In 2004, Knowledge@ Wharton (2004) presented an analysis of the subject; a number of experts were cited, with widely varying views as indicated here by the following excerpts.
"I'm not sure Sarbanes-Oxley has had as much impact as the scandals themselves, which have made organizations want to avoid scandals in the future," says finance professor Marshall E. Blume. "Right after Enron I was talking to an oil company executive who told me, 'We're going to put everything in the annual report now.'"
Thomas W. Dunfee, professor of social responsibility in business, suggests that "it's too soon to know in any detail the impact that the legislation is going to have. It's like an artist's rough preliminary sketch: A great deal of detail has to be filled in. What's key is that Sarbanes-Oxley was a symbolic act and people are now watching. That's probably as effective a way to get behavior changed as a lot of specific, more picayune rules."
The case for this module asks for you to review information regarding the act, its purposes, its implementation, and its effects to date. A good place to begin is this Introduction to Sarbanes-Oxley. For or detailed consideration of impacts regarding information technology, the following sources provide you with a chronological account of SOX and IT:
Worthen B. (2005) Five Top IT Control Weaknesses. CIO Magazine. Retrieved Sept. 23, 2007 from
https://www.cio.com/article/8097/_The_Top_Five_IT_Control_Weaknesses
Hoffman T. (2005) More Companies Tap IT for Sarbanes-Oxley. Computerworld. Retrieved Sept. 23, 2007 from
https://www.computerworld.com/softwaretopics/software/story/0,10801,105463,00.html
Nash, K. (2007) Why, 5 Years After Sabanes-Oxley Became Law, IT Executives Are Better Off. Retrieved Feb. 24, 2008 from
https://www.cio.com/article/127851/Why_Five_Years_After_Sarbanes_Oxley_Became_Law_IT_Executives_Are_Better_Off/1
Cote, B. (2008) Failed Audit? Sarbanes-Oxley Compliance Journal. Retrieved Feb. 24, 2008 from
https://www.s-ox.com/dsp_getFeaturesDetails.cfm?CID=2022
Nash, K. S., (2010) SOX Compliance: New Tool for Easier Audits. CIO Magazine. Retrieved from
https://www.cio.com/article/593298/SOX_Compliance_New_Tool_for_Easier_Audits.

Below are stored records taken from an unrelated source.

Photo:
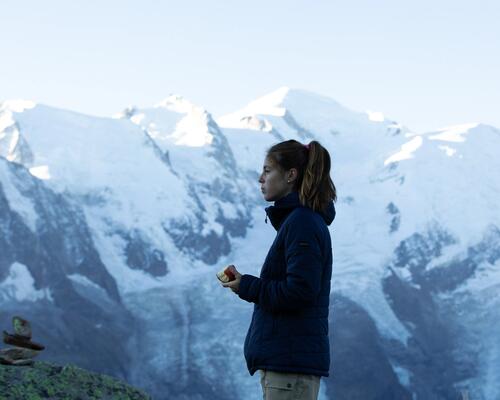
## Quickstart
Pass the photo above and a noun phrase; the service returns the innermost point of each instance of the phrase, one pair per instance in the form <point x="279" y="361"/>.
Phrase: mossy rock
<point x="48" y="381"/>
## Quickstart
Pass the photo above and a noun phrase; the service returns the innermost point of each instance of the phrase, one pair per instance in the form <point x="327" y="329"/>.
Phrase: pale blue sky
<point x="426" y="63"/>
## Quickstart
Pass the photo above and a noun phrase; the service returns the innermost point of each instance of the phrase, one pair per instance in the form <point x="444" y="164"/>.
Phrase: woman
<point x="287" y="340"/>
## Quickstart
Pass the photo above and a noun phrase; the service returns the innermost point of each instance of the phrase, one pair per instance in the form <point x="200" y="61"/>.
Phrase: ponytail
<point x="312" y="161"/>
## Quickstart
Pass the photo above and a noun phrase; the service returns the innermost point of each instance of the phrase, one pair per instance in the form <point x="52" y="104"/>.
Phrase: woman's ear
<point x="291" y="175"/>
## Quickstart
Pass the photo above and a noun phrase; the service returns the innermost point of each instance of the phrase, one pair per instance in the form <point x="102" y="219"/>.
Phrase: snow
<point x="455" y="133"/>
<point x="19" y="203"/>
<point x="41" y="172"/>
<point x="20" y="286"/>
<point x="406" y="151"/>
<point x="375" y="116"/>
<point x="444" y="179"/>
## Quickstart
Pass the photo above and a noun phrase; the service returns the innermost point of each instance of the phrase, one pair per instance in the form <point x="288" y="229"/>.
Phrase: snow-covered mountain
<point x="113" y="229"/>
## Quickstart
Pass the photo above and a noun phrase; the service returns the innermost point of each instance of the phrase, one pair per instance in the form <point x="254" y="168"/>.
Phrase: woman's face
<point x="273" y="181"/>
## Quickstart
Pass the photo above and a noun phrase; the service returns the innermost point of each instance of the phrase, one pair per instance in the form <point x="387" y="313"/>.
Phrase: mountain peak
<point x="178" y="103"/>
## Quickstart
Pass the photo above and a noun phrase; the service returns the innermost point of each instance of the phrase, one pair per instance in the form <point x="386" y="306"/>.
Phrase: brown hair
<point x="312" y="161"/>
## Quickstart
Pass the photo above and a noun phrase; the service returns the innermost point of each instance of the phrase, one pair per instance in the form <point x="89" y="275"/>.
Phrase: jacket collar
<point x="284" y="206"/>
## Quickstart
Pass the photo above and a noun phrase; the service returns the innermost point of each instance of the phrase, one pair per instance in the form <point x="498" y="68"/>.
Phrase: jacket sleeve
<point x="303" y="274"/>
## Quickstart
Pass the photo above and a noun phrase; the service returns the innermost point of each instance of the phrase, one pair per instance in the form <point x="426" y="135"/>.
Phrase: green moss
<point x="45" y="380"/>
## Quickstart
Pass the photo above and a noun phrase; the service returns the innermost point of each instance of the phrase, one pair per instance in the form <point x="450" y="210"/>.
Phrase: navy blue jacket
<point x="289" y="328"/>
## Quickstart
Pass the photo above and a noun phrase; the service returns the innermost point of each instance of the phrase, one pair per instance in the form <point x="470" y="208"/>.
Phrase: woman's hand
<point x="233" y="285"/>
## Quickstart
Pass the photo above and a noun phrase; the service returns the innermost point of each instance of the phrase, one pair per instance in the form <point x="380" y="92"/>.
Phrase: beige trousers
<point x="288" y="386"/>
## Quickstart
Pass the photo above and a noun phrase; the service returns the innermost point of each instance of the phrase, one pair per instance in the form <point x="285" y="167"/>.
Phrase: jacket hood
<point x="282" y="207"/>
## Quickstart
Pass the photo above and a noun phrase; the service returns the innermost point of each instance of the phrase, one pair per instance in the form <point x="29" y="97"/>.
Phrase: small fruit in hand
<point x="226" y="275"/>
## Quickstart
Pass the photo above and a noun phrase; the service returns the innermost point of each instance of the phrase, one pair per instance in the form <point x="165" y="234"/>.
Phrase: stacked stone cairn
<point x="23" y="350"/>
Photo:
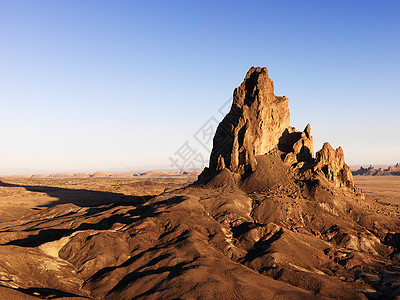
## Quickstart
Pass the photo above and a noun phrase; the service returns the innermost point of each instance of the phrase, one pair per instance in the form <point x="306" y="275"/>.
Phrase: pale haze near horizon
<point x="122" y="85"/>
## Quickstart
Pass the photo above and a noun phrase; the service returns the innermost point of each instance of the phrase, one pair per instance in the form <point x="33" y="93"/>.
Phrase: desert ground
<point x="269" y="218"/>
<point x="33" y="210"/>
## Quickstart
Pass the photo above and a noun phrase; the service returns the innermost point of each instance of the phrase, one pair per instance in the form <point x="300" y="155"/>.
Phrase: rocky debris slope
<point x="267" y="219"/>
<point x="371" y="171"/>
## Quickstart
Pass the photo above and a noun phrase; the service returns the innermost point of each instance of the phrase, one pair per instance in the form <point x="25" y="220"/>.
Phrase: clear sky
<point x="109" y="85"/>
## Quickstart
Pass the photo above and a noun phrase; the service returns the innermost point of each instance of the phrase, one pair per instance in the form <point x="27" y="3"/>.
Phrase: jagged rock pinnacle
<point x="257" y="124"/>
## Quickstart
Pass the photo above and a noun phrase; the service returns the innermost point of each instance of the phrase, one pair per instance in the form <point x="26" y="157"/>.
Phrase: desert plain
<point x="269" y="218"/>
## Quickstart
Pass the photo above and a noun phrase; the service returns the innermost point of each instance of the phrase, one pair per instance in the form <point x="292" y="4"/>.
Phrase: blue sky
<point x="112" y="85"/>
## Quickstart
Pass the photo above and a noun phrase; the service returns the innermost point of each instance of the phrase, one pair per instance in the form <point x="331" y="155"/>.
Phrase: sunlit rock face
<point x="259" y="124"/>
<point x="253" y="126"/>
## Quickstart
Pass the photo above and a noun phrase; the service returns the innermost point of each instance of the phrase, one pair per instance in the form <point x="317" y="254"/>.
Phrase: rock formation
<point x="253" y="126"/>
<point x="258" y="124"/>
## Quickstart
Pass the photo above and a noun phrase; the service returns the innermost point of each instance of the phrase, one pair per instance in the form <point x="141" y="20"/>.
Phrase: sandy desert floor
<point x="380" y="188"/>
<point x="94" y="237"/>
<point x="21" y="196"/>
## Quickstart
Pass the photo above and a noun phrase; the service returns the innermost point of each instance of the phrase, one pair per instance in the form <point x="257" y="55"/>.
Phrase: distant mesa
<point x="103" y="174"/>
<point x="372" y="171"/>
<point x="258" y="126"/>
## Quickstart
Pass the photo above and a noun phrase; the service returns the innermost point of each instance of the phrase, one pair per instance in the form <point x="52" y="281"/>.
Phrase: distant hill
<point x="372" y="171"/>
<point x="102" y="174"/>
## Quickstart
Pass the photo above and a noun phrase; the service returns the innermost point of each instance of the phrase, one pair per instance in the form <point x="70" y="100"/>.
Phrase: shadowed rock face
<point x="258" y="124"/>
<point x="253" y="126"/>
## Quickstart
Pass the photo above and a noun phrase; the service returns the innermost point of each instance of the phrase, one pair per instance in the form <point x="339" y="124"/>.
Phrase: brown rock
<point x="331" y="163"/>
<point x="253" y="126"/>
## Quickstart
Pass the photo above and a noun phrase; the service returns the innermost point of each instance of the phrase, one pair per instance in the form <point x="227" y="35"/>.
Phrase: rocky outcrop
<point x="330" y="163"/>
<point x="258" y="124"/>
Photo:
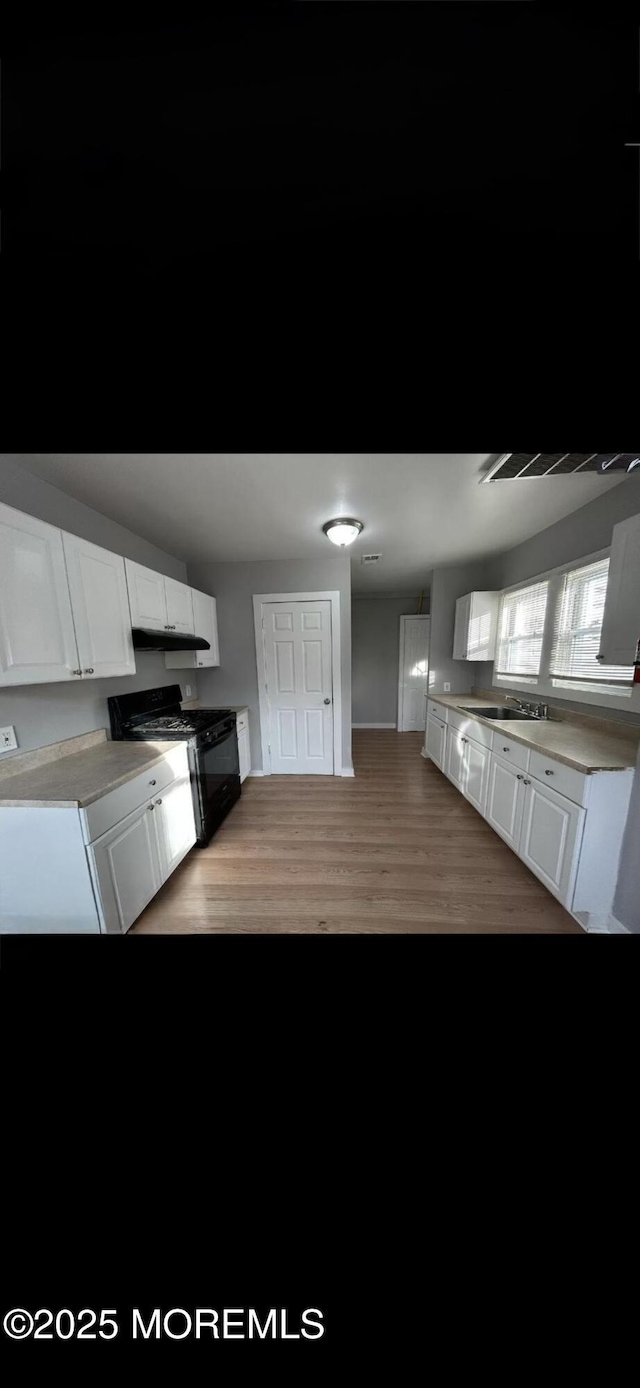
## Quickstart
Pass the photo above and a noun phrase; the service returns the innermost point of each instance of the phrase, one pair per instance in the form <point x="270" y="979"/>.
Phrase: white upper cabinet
<point x="36" y="625"/>
<point x="621" y="626"/>
<point x="157" y="603"/>
<point x="147" y="598"/>
<point x="179" y="607"/>
<point x="100" y="608"/>
<point x="206" y="625"/>
<point x="475" y="626"/>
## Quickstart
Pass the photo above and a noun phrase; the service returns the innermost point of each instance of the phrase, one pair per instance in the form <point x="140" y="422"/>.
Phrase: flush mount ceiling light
<point x="343" y="530"/>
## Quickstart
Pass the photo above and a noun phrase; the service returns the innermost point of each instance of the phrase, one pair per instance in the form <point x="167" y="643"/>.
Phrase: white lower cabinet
<point x="93" y="870"/>
<point x="550" y="837"/>
<point x="468" y="768"/>
<point x="569" y="837"/>
<point x="125" y="866"/>
<point x="436" y="740"/>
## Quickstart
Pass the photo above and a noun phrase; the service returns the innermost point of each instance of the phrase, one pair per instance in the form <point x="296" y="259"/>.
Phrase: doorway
<point x="413" y="673"/>
<point x="299" y="683"/>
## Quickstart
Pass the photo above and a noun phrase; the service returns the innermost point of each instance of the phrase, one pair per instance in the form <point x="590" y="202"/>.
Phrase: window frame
<point x="542" y="686"/>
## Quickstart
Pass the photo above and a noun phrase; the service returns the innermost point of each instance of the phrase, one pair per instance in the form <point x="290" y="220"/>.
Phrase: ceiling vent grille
<point x="511" y="467"/>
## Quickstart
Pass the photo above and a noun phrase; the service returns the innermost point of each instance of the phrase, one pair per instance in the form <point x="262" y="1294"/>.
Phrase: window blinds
<point x="576" y="629"/>
<point x="521" y="630"/>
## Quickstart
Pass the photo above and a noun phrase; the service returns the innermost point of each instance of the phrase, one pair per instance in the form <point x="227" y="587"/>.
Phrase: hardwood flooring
<point x="394" y="850"/>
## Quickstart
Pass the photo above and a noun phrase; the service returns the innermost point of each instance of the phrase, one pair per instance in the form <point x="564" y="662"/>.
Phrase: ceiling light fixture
<point x="343" y="530"/>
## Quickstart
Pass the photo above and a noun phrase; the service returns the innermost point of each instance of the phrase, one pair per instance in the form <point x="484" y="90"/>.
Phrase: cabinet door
<point x="436" y="733"/>
<point x="476" y="773"/>
<point x="175" y="825"/>
<point x="100" y="607"/>
<point x="146" y="597"/>
<point x="245" y="752"/>
<point x="550" y="837"/>
<point x="36" y="628"/>
<point x="621" y="622"/>
<point x="456" y="758"/>
<point x="179" y="607"/>
<point x="462" y="612"/>
<point x="125" y="868"/>
<point x="506" y="800"/>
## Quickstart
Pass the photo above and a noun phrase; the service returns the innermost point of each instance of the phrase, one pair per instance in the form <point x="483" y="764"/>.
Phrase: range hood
<point x="167" y="641"/>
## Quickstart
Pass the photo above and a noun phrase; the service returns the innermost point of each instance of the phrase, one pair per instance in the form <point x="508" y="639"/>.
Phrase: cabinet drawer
<point x="560" y="777"/>
<point x="510" y="751"/>
<point x="471" y="728"/>
<point x="103" y="814"/>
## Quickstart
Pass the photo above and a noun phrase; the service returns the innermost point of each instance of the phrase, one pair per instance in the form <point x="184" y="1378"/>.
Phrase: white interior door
<point x="36" y="628"/>
<point x="297" y="639"/>
<point x="100" y="605"/>
<point x="414" y="669"/>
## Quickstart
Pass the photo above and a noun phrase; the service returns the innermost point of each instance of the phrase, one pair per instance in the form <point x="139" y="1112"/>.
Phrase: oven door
<point x="217" y="766"/>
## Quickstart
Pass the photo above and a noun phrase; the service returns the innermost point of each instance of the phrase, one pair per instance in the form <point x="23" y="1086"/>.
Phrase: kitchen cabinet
<point x="157" y="603"/>
<point x="468" y="766"/>
<point x="36" y="625"/>
<point x="621" y="625"/>
<point x="475" y="626"/>
<point x="565" y="826"/>
<point x="206" y="625"/>
<point x="100" y="608"/>
<point x="64" y="611"/>
<point x="551" y="826"/>
<point x="93" y="869"/>
<point x="436" y="740"/>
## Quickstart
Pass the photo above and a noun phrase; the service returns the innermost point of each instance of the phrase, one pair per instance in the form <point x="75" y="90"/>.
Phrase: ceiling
<point x="418" y="508"/>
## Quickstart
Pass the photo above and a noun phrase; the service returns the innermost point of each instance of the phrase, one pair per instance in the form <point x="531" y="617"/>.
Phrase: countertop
<point x="81" y="777"/>
<point x="576" y="744"/>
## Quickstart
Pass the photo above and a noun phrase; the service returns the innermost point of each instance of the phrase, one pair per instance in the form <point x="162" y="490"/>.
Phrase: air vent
<point x="512" y="467"/>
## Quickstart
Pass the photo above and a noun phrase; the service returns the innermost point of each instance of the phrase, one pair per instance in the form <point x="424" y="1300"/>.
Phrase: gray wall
<point x="626" y="905"/>
<point x="447" y="585"/>
<point x="47" y="712"/>
<point x="233" y="586"/>
<point x="582" y="532"/>
<point x="375" y="635"/>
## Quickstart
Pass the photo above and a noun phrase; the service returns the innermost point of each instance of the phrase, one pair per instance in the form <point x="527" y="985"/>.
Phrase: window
<point x="576" y="633"/>
<point x="521" y="633"/>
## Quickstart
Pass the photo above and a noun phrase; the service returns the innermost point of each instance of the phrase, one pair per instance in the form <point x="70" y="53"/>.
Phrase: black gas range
<point x="210" y="734"/>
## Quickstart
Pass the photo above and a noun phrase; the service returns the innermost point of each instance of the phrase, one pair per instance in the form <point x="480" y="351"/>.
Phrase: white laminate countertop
<point x="78" y="777"/>
<point x="578" y="744"/>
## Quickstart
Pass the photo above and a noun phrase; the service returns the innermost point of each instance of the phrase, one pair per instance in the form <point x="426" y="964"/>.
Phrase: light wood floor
<point x="393" y="850"/>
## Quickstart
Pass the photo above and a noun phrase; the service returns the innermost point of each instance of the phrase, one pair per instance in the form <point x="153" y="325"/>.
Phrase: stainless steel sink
<point x="503" y="714"/>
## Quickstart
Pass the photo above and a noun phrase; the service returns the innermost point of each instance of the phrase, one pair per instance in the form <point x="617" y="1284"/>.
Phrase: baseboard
<point x="374" y="725"/>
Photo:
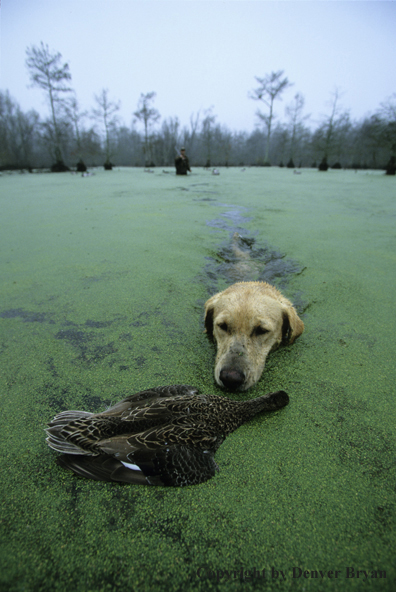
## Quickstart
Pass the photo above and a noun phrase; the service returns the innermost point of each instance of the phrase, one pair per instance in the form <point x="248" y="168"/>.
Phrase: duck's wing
<point x="148" y="397"/>
<point x="176" y="466"/>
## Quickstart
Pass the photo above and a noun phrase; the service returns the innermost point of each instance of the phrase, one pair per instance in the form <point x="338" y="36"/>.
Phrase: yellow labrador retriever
<point x="248" y="321"/>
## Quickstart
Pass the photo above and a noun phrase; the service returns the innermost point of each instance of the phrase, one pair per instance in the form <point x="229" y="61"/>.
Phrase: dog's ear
<point x="292" y="326"/>
<point x="209" y="313"/>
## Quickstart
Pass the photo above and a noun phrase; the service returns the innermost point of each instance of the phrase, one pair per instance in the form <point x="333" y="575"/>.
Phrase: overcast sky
<point x="200" y="53"/>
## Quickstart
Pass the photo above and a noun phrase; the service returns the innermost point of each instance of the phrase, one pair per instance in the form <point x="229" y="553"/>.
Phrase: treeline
<point x="71" y="138"/>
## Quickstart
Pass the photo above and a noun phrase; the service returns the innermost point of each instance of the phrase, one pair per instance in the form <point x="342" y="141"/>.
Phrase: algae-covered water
<point x="103" y="281"/>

Benner K. (2010) Is Sarbanes-Oxley a failure? Money.com. Retrieved from
https://money.cnn.com/2010/03/23/news/economy/sarbanes_oxley.fortune/index.htm.
The background information also contains a number of resources regarding this act and its effects; you may also wish to conduct your own search and develop further information as appropriate. When you've had a chance to review all of this information and think about the problem to some degree, please prepare a short (4-6 page) paper on the topic:
The major things that IT managers will have to do differently when Sarbanes-Oxley becomes fully implemented and effective
In the course of your paper, please explicitly address among other points the question of what if anything the Sarbanes-Oxley mandate requires that isn't already performed in any well-managed IT system; and try to conclude your paper with the definition of at least three of what you consider to be key open questions yet to be resolved about the impact of Sarbanes-Oxley on IT management.